Team Sky leader says his confidence will remain high whatever his results

Chris Froome and Steve Cummings on stage 21 of the 2016 Tour de France
(Image credit: Watson)

With the Tour de Romandie starting today, Team Sky's Chris Froome said that he is not worried by his lack of victories so far this season.

Froome is yet to record a win so far this year, making 2017 the first year since his breakthrough season in 2012 that he has failed to cross the line first by this point in the season.

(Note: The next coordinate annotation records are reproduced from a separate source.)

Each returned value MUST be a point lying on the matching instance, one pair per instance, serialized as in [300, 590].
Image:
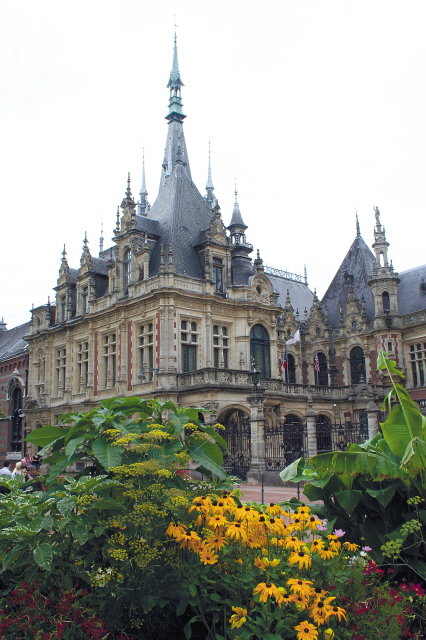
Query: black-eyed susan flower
[208, 557]
[291, 542]
[300, 557]
[306, 631]
[266, 590]
[235, 530]
[238, 618]
[336, 611]
[300, 586]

However the 31-year-old says that his confidence has not been affected by the lack of wins like it would have been in the past.

>>> Tour de Romandie 2017 start list

"Personally I don’t need that reassurance [of winning] quite like I did in the past," Froome explained.

"I’ve got the reassurance of three Tour victories now to tell me that I’m able to do it again, so I don’t feel the pressure to go out in the early season and perform at that level."

Watch: Chris Froome - how I won the 2016 Tour de France

Froome took second place on two stages at the Volta a Catalunya and will be hoping to perform well in what isn't the strongest field in Romandie, but stuck to previewing the parcours rather than making predictions ahead of the race.

"I feel good, I feel comfortable with where I’m at at this time in the season. I had a good training camp with the some of the Giro guys up in Tenerife and we’ll be going back up to Tenerife after this race. As normal everything with me is focused on being ready for the Tour.

"This year the Tour de Romandie isn’t quite as mountainous as it has been in previous editions, so maybe we’ll see a different kind of winner. I can’t see a direct correlation between Romandie and the Tour de France, but for me it’s always been a crucial stepping stone on my way to winning the Tour.

>>> Tour de Romandie 2017 TV guide

"Both Saturday and Sunday will be the most decisive stages. Saturday looks like the most challenging stage on paper, I think.

"The time trial on Sunday isn’t too long, 18km, but whoever is in the leader’s jersey after Saturday will have to be able to do a good time trial to be able to defend the jersey. Seconds can be won or lost there."

Froome will be one of the first riders off the start ramp in today's prologue, starting at 14.07 UK time for the 4.7km prologue time trial in Aigle.